We also present the test accuracy versus training time for 100, 000 unlabeled data points in Fig. 2. We can find that the results of SUSL and SUDH are all missing. This is because that they need more than \(O(n^2)\) space and it is easy to out of the memory when the total number of the training sets is large enough. We can also find that our method has a faster convergence rate than that of CUU(All) in these large-scale datasets. This is because our method only needs to calculate the random features of the randomly sampled data in each iteration while CUU(All) needs to calculate the corresponding kernel function. When the number of \(x'\) becomes very large, calculating the kernel function of a batch data still needs a lot of time. Obviously, using 2000 points the kernel centers can highly speed up the CUU method. However, we can find that our method can generate the model faster than CUU(2000) and CUU(All). Besides, our method has a faster convergence rate than CUU(2000) and CUU(All). This is because that for the first few iterations, the time complexity of our method is much lower than that of of CUU. Besides, we can find that our method has \(1\%\) higher accuracy than that of CUU(2000) in most cases. Considering the convergence speed and accuracy together, our proposed method is superior to CUU(2000).

Besides, we compare the performance of our method using the absolute value function and without the correct function on Combined and Covtype. The results are presented in Fig. 3. We can that without using the absolution function, there is a reduction in the test accuracy. This could be caused by the negative loss of the empirical risk function, and we can use the absolution function to avoid this problem.

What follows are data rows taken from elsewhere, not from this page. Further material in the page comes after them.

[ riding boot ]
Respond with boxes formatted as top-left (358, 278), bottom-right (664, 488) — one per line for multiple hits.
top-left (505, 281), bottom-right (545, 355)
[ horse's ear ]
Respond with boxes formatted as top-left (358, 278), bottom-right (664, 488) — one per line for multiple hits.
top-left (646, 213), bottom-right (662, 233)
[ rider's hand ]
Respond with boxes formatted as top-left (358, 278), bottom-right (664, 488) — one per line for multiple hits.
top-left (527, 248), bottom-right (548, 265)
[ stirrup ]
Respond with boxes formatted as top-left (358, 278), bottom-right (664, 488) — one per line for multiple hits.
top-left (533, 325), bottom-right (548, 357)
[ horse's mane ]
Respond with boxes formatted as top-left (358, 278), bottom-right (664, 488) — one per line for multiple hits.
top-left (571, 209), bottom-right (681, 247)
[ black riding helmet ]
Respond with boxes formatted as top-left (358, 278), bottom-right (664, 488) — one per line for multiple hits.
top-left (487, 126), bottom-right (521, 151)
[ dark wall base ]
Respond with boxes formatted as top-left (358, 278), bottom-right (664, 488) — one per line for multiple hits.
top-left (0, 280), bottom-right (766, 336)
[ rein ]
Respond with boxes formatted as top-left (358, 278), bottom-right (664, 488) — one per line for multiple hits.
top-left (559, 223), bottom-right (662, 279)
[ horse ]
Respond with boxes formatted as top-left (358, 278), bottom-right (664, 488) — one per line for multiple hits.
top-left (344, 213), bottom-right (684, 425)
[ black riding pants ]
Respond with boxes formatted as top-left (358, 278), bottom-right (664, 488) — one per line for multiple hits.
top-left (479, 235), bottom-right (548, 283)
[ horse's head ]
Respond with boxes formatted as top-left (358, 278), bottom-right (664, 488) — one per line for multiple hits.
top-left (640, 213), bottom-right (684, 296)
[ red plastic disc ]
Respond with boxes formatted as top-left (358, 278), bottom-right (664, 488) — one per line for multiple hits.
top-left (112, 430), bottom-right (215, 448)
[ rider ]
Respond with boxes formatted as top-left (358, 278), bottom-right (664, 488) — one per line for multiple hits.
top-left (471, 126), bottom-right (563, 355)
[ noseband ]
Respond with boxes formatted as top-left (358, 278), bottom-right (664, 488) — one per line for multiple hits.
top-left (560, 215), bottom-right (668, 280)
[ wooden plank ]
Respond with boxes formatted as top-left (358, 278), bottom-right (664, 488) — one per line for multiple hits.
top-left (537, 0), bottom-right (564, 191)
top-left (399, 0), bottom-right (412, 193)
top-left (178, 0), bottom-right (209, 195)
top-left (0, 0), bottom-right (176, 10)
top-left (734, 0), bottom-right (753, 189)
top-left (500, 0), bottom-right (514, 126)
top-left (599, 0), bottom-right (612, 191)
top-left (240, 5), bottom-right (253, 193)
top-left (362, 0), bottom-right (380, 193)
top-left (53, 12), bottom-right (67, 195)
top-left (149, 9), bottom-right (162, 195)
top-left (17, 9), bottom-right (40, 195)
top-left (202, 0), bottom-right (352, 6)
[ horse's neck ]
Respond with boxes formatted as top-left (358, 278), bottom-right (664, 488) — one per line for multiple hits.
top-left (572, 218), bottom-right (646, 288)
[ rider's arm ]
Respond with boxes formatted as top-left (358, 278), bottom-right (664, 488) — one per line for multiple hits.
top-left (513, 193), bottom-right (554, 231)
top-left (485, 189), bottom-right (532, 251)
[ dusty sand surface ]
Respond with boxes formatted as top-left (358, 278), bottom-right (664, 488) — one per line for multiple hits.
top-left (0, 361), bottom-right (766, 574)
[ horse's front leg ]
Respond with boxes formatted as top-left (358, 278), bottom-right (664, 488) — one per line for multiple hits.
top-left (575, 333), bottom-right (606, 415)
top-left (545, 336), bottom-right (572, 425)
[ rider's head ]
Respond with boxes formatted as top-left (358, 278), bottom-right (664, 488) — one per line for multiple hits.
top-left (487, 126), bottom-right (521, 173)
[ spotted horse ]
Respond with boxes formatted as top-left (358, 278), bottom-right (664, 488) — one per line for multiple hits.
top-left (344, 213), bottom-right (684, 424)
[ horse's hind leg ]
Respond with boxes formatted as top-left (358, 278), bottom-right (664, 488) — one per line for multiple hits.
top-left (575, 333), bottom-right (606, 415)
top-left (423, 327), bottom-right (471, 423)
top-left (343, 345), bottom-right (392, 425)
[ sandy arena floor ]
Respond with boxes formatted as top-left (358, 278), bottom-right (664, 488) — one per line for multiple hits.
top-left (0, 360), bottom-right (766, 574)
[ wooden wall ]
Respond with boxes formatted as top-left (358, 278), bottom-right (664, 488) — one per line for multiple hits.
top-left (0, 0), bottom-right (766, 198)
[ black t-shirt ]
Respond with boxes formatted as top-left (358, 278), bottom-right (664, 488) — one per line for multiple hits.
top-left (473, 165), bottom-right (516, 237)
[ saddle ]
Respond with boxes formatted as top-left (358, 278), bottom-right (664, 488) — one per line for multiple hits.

We also evaluate the performance of TSGSU, CUU, SUSL and SUDH in high-dimensional datasets using the dot product \(k(x,x') = (\sigma _1\langle x,x'\rangle )^{\sigma _2}\). Similar to the previous experimental setups, we first evaluate the performance of the small subset of high-dimensional datasets. The hyper-parameters of \(\sigma _1\) and \(\sigma _2\) are chosen from \(\{1,0.1,0.01,0.001\}\) and \(\{1,3,5\}\) by using the grid search. The test accuracy of TSGSU, CUU, SUSL, and SUDH of the nonlinear model is presented in Table 5. Besides, we also give the test accuracy of SUSL and SUDH with the linear model and the test accuracy of CUU with 2000 kernel centers in Table 5. From Table 5, we can find that compared with SUSL and CUU with dot product kernel, the results of our method are still the best in most cases. We also conduct our experiments on the large subset and we present the results in Fig. 4. Comparing the results in Fig. 4, we can find that with the increase of training size, SUSL and SUDH is out of the memory for the huge space complexity. Besides, our method has a faster convergence rate than that of CUU (All) since we only need to calculate random features instead of calculating the kernel function. This demonstrates that our method can be used in other kernel functions and it is still time-consuming. Besides, we also use 2000 points as the kernel centers in CUU. We can find it has a smaller training time than our method but a lower test accuracy.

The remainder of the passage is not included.